Sin dejar de reconocer el inmenso valor de la movilización social y de su poder transformador en nuestras condiciones de vida, lo que quiero remarcar es como, en un punto, el aluvión de malas noticias y de crisis sociales que nos rodea constantemente han terminado por insensibilizarnos. Sabemos todo lo que pasa, es imposible que no estemos enterados (a menos que realmente vivamos dentro de un tupper), pero mentalmente estamos tan agotados que lo único por lo que terminamos pidiendo es llegar a casa, tirarnos en el sillón, en la cama o donde sea y apagar la cabeza mirando el celular, una película o jugando algún juego.
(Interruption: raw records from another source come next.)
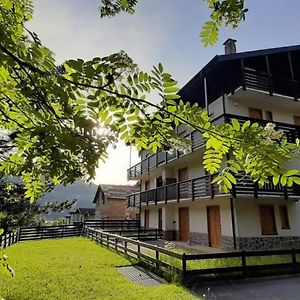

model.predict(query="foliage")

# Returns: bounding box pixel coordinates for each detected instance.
[100,0,248,47]
[0,178,75,233]
[0,0,300,200]
[0,238,196,300]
De esta forma, la fortuna de los demás nos resulta ajena y solo queremos que no nos toque a nosotros, que el mundo está difícil, sí, lo reconocemos, pero no somos capaces de juntar la fuerza necesaria para aportar nuestro granito de arena para combatir las injusticias del mundo y que, si dependiera de nosotros, cambiaríamos de un plumazo (en un país con 45 millones de directores técnicos de la Selección, también podemos decir que tenemos 45 millones de presidentes).
Y a pesar de todo, reconocemos que aún hay gente dispuesta a dar la pelea, hay héroes que se la juegan por todos aquellos que no tienen la posibilidad de alzar su voz: miles de militantes de partidos políticos que bregan por un futuro mejor para todos; personal de hospitales públicos que reclaman no solo la recomposición de sus salarios, sino también por más presupuesto y recursos para poder atender a las personas que dependen del sistema público de salud; estudiantes universitarios que defienden en las calles la universidad pública, gratuita y de calidad. Sin lugar a dudas, la sociedad tiene esperanza en que un mundo mejor llegue algún día gracias al esfuerzo incansable de todos aquellos que luchan por el cambio, por los desprotegidos, por quienes se cayeron del sistema y nunca tuvieron una mano al alcance que los ayude a levantarse. Quizás gracias al esfuerzo incansable de aquellas personas, surjan en todos nosotros las fuerzas suficientes para levantar nuestra voz, hacernos oír y dejar atrás este estado permanente de shock.